I have no problem with you having a different preference than I, so if you had written "...which still needs to be released in its ORIGINAL AND COMPLETE FORMAT", all would be fine and dandy. The thing I have an issue with -- not just with your post and in this particular case, but in general -- is the automatic dismissal of the original soundtrack, in fact the dismissal of its very EXISTENCE. That's rather bizarre to me. I dislike expansions, and don't really respect a soundtrack album untill it has been rearranged for listening, but I still wouldn't ignore the fact that a soundtrack has been issued, whatever its format or presentation.

Anyways, just a new "pet peeve" of mine; within our soundtrack discourse.

 
 
 Posted:   Jan 14, 2016 - 3:27 PM   
 By:   Thor   (Member)

Yeah, it's this 'inferral' which has become all the rage -- a peculiar phenomenon that has gradually grown in the last 15 years or so. Post any given thread on "what score you want to see released?", and you'll get any number of people listing scores that already have a release, without any specification other than the film's title and the composer. They're obviously talking about expanded versions, but we have to INFER that because it has become such a pervasive norm these days. I find that unfortunate, because essential discussion surrounding the original soundtrack (and, in fact, the music itself) is being lost in the mix.
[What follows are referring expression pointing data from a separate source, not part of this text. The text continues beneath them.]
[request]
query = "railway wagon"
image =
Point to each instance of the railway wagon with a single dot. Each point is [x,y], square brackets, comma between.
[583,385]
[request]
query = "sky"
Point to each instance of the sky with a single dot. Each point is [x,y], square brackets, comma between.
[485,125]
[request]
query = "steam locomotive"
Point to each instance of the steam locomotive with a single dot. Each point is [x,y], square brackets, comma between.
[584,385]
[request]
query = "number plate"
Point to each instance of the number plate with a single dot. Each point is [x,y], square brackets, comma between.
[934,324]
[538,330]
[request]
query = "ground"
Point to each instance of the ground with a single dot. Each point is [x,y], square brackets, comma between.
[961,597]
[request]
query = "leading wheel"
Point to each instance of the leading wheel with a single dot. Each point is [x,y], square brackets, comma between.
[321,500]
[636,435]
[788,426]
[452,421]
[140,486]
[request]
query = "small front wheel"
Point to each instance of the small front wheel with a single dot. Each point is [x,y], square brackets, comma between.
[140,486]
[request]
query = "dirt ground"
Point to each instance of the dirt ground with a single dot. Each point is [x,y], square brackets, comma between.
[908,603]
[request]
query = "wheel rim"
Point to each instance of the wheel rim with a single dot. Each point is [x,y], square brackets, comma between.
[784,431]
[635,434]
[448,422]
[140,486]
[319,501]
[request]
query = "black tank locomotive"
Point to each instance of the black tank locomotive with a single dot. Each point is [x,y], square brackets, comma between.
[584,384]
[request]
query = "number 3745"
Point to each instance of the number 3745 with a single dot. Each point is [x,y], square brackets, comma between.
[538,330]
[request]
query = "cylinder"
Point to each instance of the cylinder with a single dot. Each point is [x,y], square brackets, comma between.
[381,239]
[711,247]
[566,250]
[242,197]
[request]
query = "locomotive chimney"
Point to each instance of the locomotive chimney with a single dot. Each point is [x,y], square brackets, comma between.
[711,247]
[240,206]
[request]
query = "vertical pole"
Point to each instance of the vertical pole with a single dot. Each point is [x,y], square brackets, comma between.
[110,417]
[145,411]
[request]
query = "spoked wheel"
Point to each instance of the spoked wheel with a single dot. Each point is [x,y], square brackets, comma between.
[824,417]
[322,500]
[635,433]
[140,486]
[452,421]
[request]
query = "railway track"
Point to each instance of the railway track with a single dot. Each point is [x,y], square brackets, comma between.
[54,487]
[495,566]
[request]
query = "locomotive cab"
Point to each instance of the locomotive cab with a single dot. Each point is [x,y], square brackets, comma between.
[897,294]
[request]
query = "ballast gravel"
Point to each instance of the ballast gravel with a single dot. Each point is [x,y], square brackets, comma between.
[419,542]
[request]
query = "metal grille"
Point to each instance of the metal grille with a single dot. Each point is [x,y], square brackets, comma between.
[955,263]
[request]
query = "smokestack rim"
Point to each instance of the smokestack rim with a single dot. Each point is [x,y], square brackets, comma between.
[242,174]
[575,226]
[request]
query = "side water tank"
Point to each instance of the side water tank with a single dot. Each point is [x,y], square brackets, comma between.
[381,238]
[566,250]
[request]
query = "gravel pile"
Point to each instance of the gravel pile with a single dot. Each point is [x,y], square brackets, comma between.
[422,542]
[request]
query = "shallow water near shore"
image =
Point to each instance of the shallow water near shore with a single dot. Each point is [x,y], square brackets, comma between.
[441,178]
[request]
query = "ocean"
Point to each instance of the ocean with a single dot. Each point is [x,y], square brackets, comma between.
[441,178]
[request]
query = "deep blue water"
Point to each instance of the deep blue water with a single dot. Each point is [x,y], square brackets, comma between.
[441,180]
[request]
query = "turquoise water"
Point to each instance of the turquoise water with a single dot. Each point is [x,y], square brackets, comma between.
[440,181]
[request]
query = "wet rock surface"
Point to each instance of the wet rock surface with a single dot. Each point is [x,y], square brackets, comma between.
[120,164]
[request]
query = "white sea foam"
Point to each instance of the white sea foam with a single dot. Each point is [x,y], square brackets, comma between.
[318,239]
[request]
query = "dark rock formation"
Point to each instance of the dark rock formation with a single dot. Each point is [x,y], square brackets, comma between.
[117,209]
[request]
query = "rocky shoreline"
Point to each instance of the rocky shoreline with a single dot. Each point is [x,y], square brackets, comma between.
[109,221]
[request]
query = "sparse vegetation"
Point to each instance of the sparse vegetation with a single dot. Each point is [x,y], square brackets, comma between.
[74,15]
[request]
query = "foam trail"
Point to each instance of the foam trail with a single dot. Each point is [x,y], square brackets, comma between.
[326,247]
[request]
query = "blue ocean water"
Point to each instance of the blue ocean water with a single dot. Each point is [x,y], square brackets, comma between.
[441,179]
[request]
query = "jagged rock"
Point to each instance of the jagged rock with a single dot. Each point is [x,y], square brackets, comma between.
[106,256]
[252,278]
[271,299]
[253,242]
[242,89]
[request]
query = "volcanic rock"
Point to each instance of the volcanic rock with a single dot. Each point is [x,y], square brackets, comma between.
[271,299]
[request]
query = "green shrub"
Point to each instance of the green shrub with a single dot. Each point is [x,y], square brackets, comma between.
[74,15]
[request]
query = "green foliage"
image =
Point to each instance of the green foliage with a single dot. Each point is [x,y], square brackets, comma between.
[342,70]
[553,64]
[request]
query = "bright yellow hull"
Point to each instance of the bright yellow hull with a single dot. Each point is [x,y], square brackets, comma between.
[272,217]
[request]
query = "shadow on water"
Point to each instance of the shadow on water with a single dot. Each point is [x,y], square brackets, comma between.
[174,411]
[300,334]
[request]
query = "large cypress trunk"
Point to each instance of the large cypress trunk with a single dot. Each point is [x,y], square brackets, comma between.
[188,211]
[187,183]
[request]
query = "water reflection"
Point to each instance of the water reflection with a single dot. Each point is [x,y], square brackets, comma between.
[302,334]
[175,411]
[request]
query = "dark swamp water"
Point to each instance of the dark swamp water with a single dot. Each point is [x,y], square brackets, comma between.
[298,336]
Anyways, I'll stop ranting now. Yes, we both dig this score and I have no problem with either a re-issue or an expanded release down the road, even if I am content with what I've got.

 
 
 Posted:   Jan 14, 2016 - 3:34 PM   
 By:   Smitty   (Member)

Yeah, it's this 'inferral' which has become all the rage -- a peculiar phenomenon that has only appeared in the last 15 years or so. Post any given thread on "what score you want to see released?", and you'll get any number of people listing scores that already have a release, without any specification other than the film's title and the composer. They're obviously talking about expanded versions, but we have to INFER that because it has become such a pervasive norm these days. I find that unfortunate, because essential discussion surrounding the original soundtrack (and, in fact, the music itself) is being lost in the mix.
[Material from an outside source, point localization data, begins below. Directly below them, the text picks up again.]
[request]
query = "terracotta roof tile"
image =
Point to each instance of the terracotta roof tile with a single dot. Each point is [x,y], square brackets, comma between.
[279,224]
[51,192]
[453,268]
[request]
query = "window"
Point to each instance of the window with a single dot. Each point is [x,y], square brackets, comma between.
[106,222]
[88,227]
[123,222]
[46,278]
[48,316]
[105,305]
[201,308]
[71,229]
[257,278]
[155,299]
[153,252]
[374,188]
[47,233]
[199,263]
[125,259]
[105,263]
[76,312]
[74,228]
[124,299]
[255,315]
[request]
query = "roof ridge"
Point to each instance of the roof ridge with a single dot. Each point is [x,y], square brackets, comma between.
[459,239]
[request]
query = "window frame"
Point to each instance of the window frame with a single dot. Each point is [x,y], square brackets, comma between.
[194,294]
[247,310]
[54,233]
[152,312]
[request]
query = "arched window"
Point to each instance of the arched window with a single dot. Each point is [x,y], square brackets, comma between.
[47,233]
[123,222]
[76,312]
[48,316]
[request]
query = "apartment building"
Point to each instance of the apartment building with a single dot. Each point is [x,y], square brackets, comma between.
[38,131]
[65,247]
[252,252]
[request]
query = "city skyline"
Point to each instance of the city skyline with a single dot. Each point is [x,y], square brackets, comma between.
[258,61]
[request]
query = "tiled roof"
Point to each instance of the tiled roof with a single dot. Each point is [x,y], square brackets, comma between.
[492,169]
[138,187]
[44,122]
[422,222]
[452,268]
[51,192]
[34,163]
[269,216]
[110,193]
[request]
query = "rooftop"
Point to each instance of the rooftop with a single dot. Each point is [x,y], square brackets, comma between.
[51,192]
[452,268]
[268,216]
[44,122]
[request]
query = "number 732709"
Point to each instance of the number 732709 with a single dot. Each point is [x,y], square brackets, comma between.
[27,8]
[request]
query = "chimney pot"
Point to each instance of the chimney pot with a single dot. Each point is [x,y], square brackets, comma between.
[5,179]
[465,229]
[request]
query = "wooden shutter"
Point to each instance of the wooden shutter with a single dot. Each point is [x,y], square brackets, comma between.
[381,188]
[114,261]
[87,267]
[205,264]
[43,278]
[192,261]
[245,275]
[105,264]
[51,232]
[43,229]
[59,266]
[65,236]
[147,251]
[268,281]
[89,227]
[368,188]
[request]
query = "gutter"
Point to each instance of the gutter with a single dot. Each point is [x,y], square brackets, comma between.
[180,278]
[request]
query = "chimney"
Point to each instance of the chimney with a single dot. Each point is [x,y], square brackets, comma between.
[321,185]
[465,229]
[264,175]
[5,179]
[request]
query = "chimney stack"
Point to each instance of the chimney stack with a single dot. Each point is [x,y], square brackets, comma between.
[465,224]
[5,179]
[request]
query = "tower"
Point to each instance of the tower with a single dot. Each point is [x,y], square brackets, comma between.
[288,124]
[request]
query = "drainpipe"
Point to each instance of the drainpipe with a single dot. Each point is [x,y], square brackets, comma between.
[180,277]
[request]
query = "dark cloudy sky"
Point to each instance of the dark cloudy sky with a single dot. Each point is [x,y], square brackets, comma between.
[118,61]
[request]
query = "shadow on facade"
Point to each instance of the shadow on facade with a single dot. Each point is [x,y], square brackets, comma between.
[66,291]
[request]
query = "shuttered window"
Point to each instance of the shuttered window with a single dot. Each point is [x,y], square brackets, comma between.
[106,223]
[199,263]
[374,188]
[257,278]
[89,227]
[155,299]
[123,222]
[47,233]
Anyways, I'll stop ranting now. Yes, we both dig this score and I have no problem with either a re-issue or an expanded release down the road, even if I am content with what I've got.


I feel the same way in general. However, pedantic bickering is also annoying, as are people who say "anyways."

 
 
 Posted:   Jan 15, 2016 - 12:25 AM   
 By:   Christian Reiffenrath   (Member)

Just want to mention that the blu ray of it looks and sounds really good, much better than the dvd. I first bought it in the early 90's on vhs (glorious 4:3 full frame and cut by 5 minutes) after i got the varese cd and it has never left the top 10 of my favourite movies ever since. Guilty Pleasure!

 
 
 Posted:   Jan 15, 2016 - 5:59 AM   
 By:   Tall Guy   (Member)

I'm bemused by the resurrection of a film best long forgotten ... at least, IMHO.

.....

Mitch


Allow me to attempt further bemusement smile. I adored both film and score from the moment it flickered onto the screen on first release, and saw it two or three times at the cinema after that. I even took my dad's Dictaphone to record the opening theme on one of the repeat showings.
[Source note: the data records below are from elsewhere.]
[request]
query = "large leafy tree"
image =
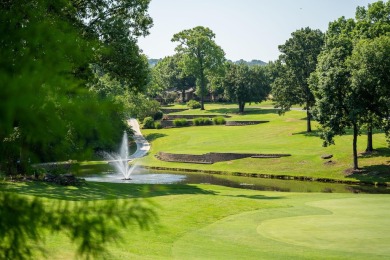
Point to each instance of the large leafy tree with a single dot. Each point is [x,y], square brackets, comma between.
[370,66]
[348,81]
[202,56]
[244,84]
[372,22]
[48,113]
[47,50]
[170,74]
[337,108]
[298,60]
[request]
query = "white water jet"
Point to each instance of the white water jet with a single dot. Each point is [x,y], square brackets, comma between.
[121,160]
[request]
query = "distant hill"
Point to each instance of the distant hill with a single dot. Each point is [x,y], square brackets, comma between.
[252,62]
[153,62]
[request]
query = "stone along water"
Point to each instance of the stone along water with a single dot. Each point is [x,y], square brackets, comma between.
[121,160]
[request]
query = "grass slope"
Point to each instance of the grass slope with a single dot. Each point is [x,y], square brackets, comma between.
[214,222]
[283,134]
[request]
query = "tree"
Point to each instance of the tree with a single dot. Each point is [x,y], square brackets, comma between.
[202,56]
[244,84]
[169,74]
[370,66]
[299,56]
[371,23]
[338,107]
[48,113]
[45,78]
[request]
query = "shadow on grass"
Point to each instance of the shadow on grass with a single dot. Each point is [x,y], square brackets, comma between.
[100,190]
[248,111]
[375,173]
[154,136]
[256,197]
[313,133]
[379,152]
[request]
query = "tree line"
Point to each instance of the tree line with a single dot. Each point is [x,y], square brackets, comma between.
[340,77]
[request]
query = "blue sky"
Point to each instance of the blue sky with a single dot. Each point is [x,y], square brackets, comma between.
[247,29]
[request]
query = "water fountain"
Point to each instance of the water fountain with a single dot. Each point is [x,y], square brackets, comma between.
[123,169]
[121,160]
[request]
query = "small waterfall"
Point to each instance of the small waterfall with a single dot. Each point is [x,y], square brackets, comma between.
[120,160]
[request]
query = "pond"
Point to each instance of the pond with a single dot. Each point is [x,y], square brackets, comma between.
[145,176]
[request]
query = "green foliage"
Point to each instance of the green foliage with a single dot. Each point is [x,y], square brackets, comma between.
[90,225]
[138,105]
[169,75]
[202,57]
[297,62]
[193,104]
[219,120]
[370,64]
[158,115]
[244,84]
[157,125]
[48,52]
[202,121]
[180,122]
[148,123]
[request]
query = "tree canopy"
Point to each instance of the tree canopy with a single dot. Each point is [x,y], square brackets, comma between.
[297,61]
[202,56]
[245,84]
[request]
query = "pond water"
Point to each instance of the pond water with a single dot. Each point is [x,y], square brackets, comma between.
[144,176]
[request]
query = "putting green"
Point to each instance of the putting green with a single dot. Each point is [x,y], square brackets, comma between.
[352,225]
[341,228]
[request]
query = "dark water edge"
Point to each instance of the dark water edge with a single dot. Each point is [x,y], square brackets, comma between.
[146,176]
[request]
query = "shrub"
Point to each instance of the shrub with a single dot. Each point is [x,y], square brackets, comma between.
[219,120]
[193,104]
[180,122]
[202,121]
[158,115]
[148,123]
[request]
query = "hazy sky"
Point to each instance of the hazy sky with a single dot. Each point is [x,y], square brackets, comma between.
[245,29]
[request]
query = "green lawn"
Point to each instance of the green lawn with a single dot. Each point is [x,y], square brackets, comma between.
[215,222]
[283,134]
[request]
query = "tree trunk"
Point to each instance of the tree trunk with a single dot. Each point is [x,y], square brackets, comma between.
[183,95]
[355,159]
[241,106]
[370,147]
[308,118]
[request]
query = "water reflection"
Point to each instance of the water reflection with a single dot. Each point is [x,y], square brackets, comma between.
[143,176]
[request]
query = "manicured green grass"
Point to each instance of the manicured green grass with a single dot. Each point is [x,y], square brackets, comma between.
[215,222]
[283,134]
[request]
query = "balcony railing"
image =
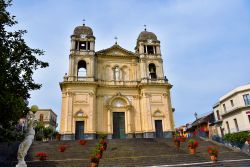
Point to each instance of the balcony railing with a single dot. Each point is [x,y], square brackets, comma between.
[116,82]
[234,109]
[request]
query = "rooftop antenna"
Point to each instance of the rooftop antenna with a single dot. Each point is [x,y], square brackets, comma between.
[116,40]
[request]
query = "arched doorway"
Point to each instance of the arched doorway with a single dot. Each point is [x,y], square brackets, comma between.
[118,119]
[118,125]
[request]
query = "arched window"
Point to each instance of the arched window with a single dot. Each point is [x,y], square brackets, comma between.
[152,71]
[82,69]
[116,73]
[119,102]
[41,118]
I liked the character of Hemlock, and although I can't recall if I read the book first or afterwards, it threw more light onto him, which enhanced it. Trevanian wrote a second Hemlock book, The Loo Sanction, and I waited in vain for Clint to make another appearance - perhaps the title was enough to discourage a repeat.

This was one of the scores that cemented my liking for Williams, with that perfect main theme and I also loved the icy mountain music. The training sequences remain a favourite combination of film and score, not in the league of Ecstasy of Gold (what is?) but truly memorable.

Would I buy another iteration of the score? You bet I would.